古代人は、海を道と感じる体験をたくさんしていたんでしょうね。

そういえば、海は道だ、と痛感したことが、ごく最近あった。

今、「第5回伊豆急全線ウォーク」というイベントに、友だち6、7人と参加してる。伊東駅から下田駅(またはその逆)まで、15区間約80kmを歩きましょう、というイベント。伊東駅で入場券買って、歩いて、次の駅でその券にハンコ押してもらって記念品(電車モデルのバッジ)もらって、またそこで入場券買って・・・で、下田駅まで。期間中(去年の9月から今年の3月まで)なら、何日かけてもいい。「完歩」すると賞品もらえる (^_^;

三回目を先週の水曜日にやって、やっと9区間こなした。これがなかなか楽しいの。歩くの苦手で足腰痛いけど、「歩かないとこんなこと気づかなかったねえ」って仲間と言い合うことや景色に、しょっちゅう出会う。
そのひとつなんだけど。

伊豆には、江戸城の石垣用に石を切り出した遺跡(伊豆石丁場)がある、と知人の考古学徒から聞いてはいた。
その石を海岸まで運び出す途中、なんらかの事情で捨ておかれた大きな石と、9区間を歩く間に、少なくとも4回は出くわしたの。もちろん、解説の立て札があるから、そうとわかった。調べてみると、東伊豆では、ちょうど私が歩いた区間に、石丁場が10カ所ほど分布している。

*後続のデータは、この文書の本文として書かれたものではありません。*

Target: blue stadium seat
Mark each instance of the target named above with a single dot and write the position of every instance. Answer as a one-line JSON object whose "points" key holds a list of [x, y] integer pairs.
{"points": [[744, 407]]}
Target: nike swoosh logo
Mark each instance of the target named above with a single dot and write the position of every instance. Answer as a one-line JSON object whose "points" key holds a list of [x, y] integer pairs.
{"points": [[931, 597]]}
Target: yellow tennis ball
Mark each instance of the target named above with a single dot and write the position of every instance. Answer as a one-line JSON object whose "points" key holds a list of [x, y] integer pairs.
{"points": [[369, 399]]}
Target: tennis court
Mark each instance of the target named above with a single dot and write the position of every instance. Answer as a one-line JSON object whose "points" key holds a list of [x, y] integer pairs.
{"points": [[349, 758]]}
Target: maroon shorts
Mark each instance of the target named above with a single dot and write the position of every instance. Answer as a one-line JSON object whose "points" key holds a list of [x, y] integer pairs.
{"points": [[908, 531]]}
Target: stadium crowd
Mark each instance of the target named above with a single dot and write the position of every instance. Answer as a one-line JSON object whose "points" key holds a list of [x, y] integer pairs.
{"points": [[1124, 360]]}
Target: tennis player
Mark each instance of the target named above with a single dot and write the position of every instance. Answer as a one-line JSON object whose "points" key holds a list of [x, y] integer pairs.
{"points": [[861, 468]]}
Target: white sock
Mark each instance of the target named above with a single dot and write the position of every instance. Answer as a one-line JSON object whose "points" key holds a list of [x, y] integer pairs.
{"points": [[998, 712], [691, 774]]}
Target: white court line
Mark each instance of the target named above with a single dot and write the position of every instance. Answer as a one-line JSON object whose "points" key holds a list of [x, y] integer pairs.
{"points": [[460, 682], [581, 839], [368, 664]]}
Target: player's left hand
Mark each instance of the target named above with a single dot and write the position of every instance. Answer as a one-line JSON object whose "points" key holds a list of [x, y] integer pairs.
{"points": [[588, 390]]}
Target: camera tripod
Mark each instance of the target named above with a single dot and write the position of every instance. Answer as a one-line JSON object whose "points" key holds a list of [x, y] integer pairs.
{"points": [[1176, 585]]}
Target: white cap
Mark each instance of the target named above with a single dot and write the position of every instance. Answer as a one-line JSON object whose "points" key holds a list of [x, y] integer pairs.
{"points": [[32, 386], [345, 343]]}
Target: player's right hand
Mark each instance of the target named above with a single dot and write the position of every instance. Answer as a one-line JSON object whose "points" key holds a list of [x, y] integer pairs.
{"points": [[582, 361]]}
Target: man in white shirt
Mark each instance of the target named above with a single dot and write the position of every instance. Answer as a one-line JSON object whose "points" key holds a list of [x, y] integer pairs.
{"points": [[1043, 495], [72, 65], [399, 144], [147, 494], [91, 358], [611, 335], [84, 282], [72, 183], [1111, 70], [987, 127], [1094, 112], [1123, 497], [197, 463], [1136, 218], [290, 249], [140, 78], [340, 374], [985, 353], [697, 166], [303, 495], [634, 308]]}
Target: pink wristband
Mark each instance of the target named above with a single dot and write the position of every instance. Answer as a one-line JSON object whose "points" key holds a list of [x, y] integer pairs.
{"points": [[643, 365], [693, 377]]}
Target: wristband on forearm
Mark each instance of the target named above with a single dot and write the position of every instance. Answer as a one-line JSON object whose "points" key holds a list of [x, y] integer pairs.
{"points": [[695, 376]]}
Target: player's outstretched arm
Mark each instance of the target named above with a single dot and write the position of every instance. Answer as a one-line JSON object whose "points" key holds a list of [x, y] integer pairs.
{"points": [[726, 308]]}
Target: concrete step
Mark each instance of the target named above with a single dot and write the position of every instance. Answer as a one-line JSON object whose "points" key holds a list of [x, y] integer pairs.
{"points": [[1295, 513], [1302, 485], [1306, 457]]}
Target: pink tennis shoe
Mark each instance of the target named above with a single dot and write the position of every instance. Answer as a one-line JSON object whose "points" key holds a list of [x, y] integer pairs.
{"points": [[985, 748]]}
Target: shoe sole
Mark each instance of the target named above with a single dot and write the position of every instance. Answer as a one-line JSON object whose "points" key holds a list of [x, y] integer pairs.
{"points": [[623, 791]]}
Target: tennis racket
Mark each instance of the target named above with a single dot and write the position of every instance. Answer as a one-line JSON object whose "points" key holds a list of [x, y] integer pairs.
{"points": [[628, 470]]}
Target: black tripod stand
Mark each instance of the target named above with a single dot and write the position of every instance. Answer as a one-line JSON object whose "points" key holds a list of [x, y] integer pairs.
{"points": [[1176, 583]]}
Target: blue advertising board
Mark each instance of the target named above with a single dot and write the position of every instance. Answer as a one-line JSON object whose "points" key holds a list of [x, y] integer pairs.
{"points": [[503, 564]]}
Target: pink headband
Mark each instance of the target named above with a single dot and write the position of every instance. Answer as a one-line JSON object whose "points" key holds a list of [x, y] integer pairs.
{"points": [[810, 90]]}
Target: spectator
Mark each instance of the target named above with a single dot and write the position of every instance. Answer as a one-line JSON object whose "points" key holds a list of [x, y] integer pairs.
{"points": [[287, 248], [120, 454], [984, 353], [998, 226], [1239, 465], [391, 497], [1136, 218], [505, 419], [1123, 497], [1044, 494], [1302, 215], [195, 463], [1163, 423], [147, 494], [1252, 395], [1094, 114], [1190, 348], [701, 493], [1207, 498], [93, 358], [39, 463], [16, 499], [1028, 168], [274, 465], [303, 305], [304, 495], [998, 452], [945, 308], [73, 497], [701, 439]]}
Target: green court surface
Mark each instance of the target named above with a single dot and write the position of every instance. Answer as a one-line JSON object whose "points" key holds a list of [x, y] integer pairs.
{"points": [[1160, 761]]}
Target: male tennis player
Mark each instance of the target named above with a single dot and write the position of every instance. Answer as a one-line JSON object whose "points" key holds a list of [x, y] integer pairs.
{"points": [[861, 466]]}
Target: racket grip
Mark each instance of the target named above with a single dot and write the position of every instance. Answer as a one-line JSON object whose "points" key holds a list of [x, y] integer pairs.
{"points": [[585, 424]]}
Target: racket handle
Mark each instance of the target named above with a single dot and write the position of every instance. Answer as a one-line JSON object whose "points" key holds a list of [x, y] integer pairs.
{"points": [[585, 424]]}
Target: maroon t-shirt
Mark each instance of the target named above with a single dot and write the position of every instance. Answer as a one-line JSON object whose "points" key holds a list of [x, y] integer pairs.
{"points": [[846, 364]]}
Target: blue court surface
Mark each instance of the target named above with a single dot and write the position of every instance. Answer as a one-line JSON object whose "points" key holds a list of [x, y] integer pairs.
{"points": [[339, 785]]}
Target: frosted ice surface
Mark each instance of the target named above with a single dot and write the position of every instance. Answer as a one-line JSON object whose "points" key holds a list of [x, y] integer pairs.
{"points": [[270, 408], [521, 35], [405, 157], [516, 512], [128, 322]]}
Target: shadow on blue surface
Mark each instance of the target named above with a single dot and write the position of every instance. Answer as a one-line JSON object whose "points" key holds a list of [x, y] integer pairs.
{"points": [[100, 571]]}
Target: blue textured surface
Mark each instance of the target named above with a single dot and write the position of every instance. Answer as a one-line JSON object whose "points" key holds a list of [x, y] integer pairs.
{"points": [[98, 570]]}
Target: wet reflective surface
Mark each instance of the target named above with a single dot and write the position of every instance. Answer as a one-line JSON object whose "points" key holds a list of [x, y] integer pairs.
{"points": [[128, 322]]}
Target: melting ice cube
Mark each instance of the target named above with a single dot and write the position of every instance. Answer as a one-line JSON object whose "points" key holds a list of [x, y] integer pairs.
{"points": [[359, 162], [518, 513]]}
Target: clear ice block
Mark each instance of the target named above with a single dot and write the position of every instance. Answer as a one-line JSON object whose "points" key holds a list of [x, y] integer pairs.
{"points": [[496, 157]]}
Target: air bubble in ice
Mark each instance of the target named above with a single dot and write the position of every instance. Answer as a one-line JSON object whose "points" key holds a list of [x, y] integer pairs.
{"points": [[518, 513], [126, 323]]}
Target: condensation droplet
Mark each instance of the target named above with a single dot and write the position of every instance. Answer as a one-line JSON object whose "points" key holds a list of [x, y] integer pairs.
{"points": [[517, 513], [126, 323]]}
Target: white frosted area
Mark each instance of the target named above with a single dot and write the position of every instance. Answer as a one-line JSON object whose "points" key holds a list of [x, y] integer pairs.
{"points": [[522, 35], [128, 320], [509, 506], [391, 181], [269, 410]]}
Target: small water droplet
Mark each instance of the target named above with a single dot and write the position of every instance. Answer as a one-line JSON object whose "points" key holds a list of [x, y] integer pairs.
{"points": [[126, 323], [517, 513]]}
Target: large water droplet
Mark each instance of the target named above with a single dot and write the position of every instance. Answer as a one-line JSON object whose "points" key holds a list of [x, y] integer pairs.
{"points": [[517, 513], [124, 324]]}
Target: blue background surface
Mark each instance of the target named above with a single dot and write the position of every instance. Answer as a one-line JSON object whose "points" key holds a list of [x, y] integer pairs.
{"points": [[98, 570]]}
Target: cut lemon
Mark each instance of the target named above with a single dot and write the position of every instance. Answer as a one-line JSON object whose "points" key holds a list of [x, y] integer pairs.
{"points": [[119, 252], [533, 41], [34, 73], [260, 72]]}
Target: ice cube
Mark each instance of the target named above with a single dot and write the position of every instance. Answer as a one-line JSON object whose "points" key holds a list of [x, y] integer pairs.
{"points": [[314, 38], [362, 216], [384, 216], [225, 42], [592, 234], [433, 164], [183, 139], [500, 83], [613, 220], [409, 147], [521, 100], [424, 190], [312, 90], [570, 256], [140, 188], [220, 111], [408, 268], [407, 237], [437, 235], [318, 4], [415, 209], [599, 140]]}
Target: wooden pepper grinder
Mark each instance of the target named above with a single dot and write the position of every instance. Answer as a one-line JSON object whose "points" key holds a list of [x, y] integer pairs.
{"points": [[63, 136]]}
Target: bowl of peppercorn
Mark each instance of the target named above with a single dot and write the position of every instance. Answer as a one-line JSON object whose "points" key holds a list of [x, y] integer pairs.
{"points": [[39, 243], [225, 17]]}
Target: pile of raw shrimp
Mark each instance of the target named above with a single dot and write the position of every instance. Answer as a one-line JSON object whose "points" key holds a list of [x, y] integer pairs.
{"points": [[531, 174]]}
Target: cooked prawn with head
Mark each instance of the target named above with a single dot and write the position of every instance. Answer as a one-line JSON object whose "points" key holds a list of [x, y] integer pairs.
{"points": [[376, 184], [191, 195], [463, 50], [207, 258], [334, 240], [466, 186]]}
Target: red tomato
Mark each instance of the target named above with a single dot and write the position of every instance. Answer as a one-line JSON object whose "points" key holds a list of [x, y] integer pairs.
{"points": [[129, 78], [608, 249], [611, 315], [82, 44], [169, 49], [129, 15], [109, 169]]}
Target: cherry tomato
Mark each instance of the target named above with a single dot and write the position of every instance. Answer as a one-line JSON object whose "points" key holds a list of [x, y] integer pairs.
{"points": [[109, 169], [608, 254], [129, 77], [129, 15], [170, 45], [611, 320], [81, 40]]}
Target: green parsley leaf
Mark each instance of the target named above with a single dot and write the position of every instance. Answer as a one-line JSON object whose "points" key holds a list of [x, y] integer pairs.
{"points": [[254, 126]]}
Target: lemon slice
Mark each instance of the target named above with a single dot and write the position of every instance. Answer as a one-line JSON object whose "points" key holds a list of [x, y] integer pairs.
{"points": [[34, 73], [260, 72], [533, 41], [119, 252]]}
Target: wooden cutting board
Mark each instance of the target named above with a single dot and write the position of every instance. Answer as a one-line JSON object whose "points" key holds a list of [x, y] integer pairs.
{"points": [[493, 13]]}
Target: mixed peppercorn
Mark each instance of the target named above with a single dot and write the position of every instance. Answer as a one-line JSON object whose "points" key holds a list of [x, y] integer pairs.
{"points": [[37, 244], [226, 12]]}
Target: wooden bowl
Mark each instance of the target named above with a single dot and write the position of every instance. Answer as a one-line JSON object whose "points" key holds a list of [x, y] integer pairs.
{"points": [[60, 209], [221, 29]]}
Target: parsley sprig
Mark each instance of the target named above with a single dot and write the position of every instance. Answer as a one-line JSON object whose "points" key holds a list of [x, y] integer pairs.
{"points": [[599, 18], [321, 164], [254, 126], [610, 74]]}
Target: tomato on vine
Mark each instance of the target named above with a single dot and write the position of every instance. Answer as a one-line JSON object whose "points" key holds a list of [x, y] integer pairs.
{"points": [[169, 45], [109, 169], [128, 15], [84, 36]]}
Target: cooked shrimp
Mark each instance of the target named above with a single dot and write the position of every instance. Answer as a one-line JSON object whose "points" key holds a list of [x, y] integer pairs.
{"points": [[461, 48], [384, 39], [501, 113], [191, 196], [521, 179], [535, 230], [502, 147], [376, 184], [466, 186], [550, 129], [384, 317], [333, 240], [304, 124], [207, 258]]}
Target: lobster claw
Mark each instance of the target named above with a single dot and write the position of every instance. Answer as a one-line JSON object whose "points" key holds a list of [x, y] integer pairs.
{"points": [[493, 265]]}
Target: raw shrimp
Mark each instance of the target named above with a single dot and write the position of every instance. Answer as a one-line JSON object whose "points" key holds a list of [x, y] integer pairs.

話だけ聞いた時にも、へえええ、こんな遠くから石を持っていったの、と驚いたけれど、でっかい現物をいくつも目の当たりにして、感慨ひとしおだった。そして目の前の海。そうか、海は道だった、と改めて認識した次第。
海路があればこそ、こんなとんでもない調達を計画し、実行できたのだなあ。